Hewes got after Reeves. Reeves got after Hewes. It wasn’t a pleasant, blow-dried exchange. Hewes touted his wealth of legislative experience and maturity. Reeves ran unapologetically as a legislative outsider and touted his skills and status as a “fiscal conservative.”
Reeves recounted a particularly contentious exchange he’d had with outgoing House Speaker Billy McCoy in a legislative hearing and his legal challenges (along with Gov. Haley Barbour) of former attorney general Mike Moore and the partnership for a Healthy Mississippi as evidence that a legislative outsider was best equipped to lead the Senate. Hewes recounted his years serving in the Senate in the minority and the majority and said that a lieutenant governor would be “ineffective” without a relationship with legislative colleagues on both sides of the aisle.
Hewes accused Reeves of not telling “the whole story” about his record as treasurer. Reeves accused Hewes of being “too busy attacking me and my record” while neglecting to lay out his own vision.
Punch. Counterpunch. Lunge. Parry.
The exchange brought to mind the late Ronald Reagan’s vaunted “11th Commandment” in Republican politics, a nugget from his 1966 California gubernatorial primary: “Thou shalt not speak ill of any fellow Republican.”
While Reagan is credited with the phrase, it was actually coined by the California GOP chairman Gaylord Parkinson in an effort to avoid seeing a repeat of the 1964 presidential campaign in which moderate Republican criticism of conservative GOP nominee Barry Goldwater knocked his campaign out of the water.

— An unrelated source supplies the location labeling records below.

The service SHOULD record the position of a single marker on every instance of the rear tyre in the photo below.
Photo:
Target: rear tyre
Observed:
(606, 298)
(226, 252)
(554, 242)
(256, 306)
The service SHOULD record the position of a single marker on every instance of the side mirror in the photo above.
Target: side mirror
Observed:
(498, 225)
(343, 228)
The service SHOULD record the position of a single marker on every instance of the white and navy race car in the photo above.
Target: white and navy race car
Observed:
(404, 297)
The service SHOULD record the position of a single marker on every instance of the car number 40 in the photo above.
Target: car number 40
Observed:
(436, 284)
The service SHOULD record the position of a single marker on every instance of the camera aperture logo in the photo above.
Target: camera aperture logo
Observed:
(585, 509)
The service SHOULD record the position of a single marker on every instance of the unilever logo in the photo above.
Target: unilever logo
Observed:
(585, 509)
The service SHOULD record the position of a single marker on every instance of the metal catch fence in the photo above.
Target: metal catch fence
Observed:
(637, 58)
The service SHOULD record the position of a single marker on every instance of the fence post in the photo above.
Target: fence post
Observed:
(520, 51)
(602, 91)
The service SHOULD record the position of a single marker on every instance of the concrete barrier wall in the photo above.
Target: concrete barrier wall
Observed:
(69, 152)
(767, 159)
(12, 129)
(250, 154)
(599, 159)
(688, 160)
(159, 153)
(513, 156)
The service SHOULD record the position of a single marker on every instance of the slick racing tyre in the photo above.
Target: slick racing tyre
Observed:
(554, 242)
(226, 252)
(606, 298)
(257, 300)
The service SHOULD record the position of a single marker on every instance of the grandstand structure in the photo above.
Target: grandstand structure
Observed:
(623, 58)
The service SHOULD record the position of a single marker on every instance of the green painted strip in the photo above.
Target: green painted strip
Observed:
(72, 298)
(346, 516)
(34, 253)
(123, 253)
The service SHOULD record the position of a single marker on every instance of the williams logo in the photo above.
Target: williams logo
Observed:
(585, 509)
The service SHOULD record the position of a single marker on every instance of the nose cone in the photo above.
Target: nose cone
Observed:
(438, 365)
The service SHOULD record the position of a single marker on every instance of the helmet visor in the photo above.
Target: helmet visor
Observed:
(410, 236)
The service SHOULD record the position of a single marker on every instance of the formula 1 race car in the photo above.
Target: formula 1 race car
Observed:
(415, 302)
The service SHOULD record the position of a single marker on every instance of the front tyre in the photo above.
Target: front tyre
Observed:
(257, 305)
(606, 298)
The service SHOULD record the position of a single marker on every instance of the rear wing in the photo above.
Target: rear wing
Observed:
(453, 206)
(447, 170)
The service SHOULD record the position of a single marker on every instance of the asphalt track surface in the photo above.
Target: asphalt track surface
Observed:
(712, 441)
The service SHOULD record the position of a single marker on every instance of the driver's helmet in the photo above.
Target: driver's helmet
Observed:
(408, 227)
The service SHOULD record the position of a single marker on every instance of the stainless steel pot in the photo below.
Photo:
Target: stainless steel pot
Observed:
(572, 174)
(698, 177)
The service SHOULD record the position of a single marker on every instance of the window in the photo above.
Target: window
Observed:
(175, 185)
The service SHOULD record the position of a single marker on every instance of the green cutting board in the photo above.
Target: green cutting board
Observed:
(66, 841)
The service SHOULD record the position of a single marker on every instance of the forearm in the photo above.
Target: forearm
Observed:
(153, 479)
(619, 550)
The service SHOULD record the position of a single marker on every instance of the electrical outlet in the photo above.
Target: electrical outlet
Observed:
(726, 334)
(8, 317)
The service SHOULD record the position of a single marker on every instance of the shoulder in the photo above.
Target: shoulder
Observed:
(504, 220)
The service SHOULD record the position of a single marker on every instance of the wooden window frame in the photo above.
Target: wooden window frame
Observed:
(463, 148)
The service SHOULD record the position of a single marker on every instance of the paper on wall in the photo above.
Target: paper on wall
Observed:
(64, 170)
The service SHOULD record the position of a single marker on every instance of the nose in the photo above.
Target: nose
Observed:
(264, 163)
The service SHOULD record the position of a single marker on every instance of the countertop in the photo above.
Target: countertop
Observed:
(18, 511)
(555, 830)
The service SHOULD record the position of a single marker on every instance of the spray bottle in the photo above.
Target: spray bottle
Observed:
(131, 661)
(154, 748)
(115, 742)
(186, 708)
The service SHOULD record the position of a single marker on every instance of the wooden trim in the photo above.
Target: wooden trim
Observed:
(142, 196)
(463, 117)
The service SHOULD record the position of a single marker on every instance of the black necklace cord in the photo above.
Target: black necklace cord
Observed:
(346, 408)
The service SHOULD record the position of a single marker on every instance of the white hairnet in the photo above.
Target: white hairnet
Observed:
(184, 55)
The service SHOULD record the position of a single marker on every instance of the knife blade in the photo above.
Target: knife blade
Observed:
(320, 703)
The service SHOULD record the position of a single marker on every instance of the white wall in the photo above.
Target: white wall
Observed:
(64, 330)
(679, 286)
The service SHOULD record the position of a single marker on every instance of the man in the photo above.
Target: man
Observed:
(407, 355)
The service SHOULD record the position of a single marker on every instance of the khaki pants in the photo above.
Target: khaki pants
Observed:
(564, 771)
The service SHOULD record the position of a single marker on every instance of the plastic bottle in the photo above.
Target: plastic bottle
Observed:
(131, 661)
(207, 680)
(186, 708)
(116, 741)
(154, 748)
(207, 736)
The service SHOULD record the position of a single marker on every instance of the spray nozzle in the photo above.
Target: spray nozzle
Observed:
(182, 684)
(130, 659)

Parkinson was trying to avoid having the same thing happen two years later in California to the GOP gubernatorial slate. The strategy worked and Reagan defeated Democrat Pat Brown – and the rest is history.
For Mississippi Republicans, the “11th Commandment” by and large held sway – with a few exceptions – until the bruising 2007 Republican primary for lieutenant governor between Phil Bryant and Charlie Ross. In that campaign, both sides went at it hammer and tong in the 10 counties that essentially control victory or defeat in a Republican primary – Rankin, DeSoto,Jackson, Lamar, Lauderdale, Madison, Jones, Harrison, Pearl River and Lee.

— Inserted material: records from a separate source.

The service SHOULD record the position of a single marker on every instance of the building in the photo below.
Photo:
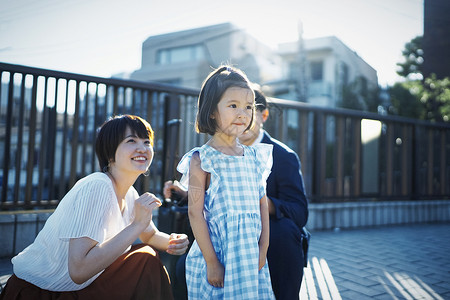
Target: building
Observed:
(316, 75)
(186, 57)
(436, 38)
(330, 67)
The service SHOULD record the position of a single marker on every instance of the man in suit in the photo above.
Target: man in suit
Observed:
(288, 209)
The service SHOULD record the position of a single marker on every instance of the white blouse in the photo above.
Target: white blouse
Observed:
(89, 209)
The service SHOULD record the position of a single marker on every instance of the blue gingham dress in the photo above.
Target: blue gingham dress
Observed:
(232, 212)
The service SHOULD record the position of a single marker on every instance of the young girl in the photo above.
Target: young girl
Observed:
(228, 209)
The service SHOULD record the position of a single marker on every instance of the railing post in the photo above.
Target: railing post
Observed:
(171, 136)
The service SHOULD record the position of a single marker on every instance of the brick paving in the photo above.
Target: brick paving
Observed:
(399, 262)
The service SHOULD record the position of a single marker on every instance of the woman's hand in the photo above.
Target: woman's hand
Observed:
(262, 259)
(143, 209)
(173, 187)
(178, 244)
(215, 273)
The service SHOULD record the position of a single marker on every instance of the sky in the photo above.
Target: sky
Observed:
(104, 37)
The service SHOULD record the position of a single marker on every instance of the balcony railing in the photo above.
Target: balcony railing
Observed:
(48, 121)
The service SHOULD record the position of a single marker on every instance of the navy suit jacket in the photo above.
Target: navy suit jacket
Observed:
(285, 186)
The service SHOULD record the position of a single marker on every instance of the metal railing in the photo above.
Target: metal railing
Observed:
(48, 121)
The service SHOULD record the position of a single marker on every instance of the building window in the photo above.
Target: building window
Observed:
(317, 70)
(180, 54)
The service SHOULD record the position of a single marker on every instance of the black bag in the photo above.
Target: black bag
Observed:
(306, 236)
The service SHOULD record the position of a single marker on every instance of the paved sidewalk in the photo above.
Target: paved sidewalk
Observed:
(400, 262)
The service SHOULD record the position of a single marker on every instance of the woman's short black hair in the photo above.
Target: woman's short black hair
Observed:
(112, 133)
(213, 88)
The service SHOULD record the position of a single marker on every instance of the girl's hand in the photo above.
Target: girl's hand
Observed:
(262, 259)
(178, 244)
(143, 209)
(215, 273)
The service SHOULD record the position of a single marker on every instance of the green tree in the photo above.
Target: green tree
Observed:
(418, 97)
(357, 95)
(436, 98)
(405, 99)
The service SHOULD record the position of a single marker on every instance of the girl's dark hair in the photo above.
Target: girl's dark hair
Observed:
(112, 133)
(213, 88)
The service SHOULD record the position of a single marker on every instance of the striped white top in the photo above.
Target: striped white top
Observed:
(89, 209)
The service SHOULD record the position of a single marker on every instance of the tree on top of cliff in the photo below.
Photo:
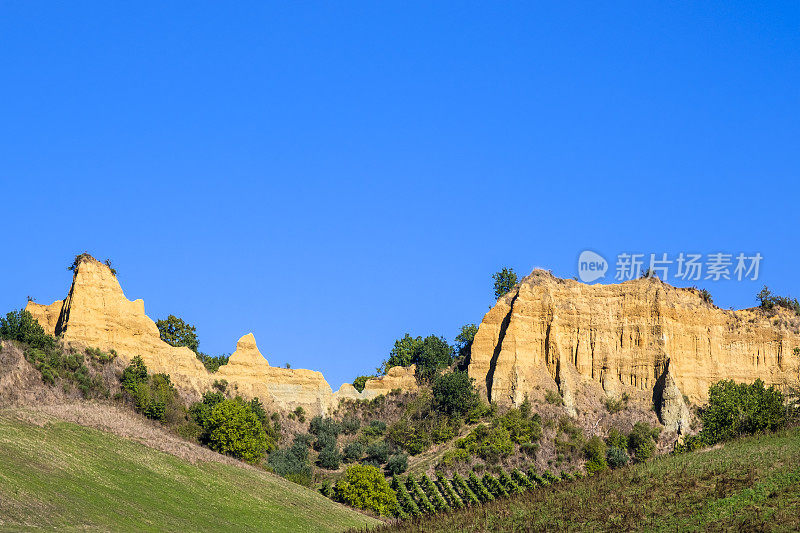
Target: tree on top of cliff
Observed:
(504, 281)
(464, 341)
(86, 256)
(429, 354)
(176, 332)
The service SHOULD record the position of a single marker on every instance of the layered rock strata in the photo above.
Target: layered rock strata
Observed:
(640, 335)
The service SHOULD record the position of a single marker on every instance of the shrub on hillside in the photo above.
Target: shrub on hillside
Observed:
(231, 428)
(641, 441)
(397, 464)
(453, 458)
(522, 429)
(595, 452)
(454, 393)
(292, 462)
(350, 424)
(326, 425)
(21, 326)
(408, 436)
(353, 452)
(360, 382)
(489, 443)
(429, 354)
(377, 453)
(330, 458)
(553, 397)
(617, 457)
(364, 487)
(738, 409)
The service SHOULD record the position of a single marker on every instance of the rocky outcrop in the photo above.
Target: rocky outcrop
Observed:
(672, 409)
(96, 313)
(251, 375)
(396, 378)
(552, 333)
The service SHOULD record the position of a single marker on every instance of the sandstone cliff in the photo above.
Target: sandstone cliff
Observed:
(397, 377)
(96, 313)
(552, 333)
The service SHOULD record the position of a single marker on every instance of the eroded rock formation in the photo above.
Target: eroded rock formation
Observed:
(552, 333)
(397, 377)
(96, 313)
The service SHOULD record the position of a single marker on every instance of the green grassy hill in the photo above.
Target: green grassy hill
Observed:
(64, 476)
(750, 484)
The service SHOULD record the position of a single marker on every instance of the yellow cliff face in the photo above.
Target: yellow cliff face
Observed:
(96, 313)
(290, 388)
(640, 335)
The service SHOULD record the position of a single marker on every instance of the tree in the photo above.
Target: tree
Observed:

For the GOP, the fact that their primaries have become bare-knuckle affairs is the healthiest of signs for the party. Voters of my generation will recall the days when the monolithic Democratic Party held sway and the primaries were political killing fields.
Personal attacks weren’t merely accepted, they were encouraged.

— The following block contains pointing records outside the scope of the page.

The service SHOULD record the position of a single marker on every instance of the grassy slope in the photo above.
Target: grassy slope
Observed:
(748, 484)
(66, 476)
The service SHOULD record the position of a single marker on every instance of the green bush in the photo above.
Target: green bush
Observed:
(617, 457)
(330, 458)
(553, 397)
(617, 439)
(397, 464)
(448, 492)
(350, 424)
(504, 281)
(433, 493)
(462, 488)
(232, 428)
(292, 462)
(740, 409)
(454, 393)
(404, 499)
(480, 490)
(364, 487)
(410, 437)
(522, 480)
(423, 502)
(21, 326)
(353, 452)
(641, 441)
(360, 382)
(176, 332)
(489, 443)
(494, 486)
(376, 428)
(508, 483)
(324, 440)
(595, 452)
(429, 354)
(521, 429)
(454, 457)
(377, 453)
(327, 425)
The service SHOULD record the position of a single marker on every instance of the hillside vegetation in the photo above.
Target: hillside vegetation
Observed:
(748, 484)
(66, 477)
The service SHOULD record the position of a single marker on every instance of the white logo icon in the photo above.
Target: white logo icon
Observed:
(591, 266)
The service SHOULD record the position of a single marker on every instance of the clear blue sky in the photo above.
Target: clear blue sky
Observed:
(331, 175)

Watching two Republican candidates pound on each other in a primary says that Republicans today in Mississippi – as did Democrats in the state in my youth – see their primaries for statewide office as essentially the whole political enchilada. That’s the stance of a mature party.
In my lifetime, Mississippi politics seems to have turned 180 degrees from a time when Republicans had real trouble fielding candidates at the state or local levels, raising funds, generating popular support and standing toe-to-toe with their Democratic adversaries to one in which the Dems now play that role completely.
Over the next month, look for the Hewes-Reeves race to intensify, as did Bryant-Ross down the stretch. And forget about the 11th Commandment.